Song by Ernest Tubb
- Released: 1950
- Genre: Country
- Length: 2:37
- Label: Decca
- Songwriters: Ernest Tubb, Loys Southerland

= Throw Your Love My Way =

"Throw Your Love My Way" is a country music song written by Ernest Tubb and Loys Southerland and popularized by a single sung by Tubb. It was released in June 1950 on the Decca label with "Give Me a Little Old Fashioned Love" as the "B" side. It peaked at No. 3 on the country disc jockey chart, No. 4 on the juke box chart, and No. 5 on the best seller chart. It spent 15 weeks on the charts and ranked No. 12 on the Billboard Top Country & Western Records of 1950.

The song's lyrics are in the form of a courting song. He compares his intended to a speckled pup with a smile that would "turn you up and down". He will give his share of heaven and get down on his knees if she will "throw your pretty love at me."

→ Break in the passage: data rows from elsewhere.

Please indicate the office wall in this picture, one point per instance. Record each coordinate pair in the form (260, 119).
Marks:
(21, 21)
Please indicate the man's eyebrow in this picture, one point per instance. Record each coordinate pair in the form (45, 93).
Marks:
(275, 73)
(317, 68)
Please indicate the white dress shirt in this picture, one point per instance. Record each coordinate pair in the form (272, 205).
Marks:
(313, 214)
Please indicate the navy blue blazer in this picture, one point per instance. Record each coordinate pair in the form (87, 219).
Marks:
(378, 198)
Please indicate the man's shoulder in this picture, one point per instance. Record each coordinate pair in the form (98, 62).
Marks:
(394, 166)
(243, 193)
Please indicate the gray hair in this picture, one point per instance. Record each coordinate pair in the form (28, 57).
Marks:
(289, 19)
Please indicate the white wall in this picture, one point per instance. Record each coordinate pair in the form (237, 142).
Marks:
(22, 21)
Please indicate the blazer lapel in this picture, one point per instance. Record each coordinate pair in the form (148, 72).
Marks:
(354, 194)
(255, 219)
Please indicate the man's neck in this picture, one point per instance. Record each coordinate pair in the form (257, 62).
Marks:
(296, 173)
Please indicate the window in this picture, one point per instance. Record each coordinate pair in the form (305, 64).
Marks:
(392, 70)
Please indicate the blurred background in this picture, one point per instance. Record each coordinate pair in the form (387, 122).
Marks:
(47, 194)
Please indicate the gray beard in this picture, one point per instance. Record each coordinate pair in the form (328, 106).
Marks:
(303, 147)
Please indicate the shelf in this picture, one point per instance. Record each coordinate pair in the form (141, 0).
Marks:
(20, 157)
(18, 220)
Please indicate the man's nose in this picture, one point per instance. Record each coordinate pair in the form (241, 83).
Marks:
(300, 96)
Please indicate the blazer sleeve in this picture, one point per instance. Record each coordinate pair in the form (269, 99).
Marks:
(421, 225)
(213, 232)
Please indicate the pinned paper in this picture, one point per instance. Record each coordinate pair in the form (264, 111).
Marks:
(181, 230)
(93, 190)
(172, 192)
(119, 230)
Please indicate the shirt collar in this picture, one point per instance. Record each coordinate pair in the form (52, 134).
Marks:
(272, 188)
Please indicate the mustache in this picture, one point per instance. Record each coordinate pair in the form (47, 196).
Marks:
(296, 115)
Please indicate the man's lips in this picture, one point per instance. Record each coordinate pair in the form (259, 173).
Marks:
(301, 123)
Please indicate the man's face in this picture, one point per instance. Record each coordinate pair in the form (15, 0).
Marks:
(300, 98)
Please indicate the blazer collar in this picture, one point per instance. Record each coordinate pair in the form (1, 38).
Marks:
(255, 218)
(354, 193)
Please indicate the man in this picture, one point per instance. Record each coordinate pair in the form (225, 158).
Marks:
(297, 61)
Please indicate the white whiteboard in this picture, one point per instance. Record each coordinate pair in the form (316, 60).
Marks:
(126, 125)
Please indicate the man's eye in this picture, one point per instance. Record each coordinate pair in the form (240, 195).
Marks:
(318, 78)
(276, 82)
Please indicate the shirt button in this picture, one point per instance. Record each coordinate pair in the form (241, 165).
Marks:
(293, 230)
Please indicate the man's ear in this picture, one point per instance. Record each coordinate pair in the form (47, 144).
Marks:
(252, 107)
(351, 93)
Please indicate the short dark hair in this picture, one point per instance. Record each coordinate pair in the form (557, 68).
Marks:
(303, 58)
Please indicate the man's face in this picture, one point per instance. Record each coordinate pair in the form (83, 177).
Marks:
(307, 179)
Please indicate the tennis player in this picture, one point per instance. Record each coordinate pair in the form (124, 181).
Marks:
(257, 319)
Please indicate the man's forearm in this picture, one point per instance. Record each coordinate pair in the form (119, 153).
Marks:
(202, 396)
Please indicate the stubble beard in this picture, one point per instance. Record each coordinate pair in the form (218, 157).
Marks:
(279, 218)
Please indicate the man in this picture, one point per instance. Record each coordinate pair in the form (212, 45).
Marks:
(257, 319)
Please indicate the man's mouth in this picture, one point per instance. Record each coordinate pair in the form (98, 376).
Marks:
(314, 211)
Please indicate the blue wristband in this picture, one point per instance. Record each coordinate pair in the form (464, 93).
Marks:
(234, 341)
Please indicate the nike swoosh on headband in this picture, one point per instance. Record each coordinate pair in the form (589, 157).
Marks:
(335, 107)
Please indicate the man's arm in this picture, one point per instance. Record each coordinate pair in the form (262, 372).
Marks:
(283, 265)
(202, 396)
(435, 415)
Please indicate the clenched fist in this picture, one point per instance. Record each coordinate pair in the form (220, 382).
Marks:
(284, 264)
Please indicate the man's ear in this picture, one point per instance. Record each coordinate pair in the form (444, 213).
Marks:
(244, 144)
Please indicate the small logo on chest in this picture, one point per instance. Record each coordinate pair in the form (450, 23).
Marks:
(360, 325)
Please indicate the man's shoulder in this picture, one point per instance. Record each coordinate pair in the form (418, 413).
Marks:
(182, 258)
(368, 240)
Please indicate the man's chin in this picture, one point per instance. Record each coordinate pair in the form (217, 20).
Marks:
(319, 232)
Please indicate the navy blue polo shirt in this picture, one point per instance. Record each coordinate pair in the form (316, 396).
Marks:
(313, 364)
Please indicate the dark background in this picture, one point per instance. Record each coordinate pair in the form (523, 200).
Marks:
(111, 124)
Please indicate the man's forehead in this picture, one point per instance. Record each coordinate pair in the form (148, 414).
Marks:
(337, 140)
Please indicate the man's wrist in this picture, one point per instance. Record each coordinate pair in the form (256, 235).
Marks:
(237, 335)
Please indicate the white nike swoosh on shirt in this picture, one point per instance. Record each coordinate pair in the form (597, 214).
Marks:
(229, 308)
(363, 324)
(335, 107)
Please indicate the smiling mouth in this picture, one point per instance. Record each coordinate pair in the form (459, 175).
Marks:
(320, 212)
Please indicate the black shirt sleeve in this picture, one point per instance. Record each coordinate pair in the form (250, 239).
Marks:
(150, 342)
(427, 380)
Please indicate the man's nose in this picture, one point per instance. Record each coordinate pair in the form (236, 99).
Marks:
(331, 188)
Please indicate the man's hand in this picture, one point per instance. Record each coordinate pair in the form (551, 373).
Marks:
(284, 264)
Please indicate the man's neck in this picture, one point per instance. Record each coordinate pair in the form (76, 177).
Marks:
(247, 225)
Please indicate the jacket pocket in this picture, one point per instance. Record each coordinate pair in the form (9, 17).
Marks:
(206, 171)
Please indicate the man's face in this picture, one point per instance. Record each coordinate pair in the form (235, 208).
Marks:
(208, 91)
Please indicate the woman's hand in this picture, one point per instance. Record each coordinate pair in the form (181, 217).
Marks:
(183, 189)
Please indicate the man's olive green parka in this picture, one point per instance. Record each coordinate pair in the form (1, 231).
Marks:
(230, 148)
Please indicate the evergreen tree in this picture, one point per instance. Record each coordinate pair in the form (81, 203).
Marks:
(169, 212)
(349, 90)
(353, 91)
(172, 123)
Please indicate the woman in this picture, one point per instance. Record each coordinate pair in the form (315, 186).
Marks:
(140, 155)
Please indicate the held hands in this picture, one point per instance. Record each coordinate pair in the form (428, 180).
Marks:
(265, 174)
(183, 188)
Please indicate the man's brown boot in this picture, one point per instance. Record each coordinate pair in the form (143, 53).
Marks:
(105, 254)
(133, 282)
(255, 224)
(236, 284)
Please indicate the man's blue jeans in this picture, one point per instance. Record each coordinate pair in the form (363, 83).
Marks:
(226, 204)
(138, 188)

The song was also recorded by Tubb in a version with the Andrews Sisters. It was included in multiple compilations albums, including "Hittin' the Road" (1965), "The Daddy of 'Em All - Ernest Tubb 1940-1952" (1974), "Country Music Hall of Fame", (1987), "Country USA 1950" (1991 Time-Life), "Let's Say Goodbye Like We Said Hello" (1991 Bear Family), "Waltz Across Texas" (1998 Bear Family), and "The Definitive Hits Collection" (2001).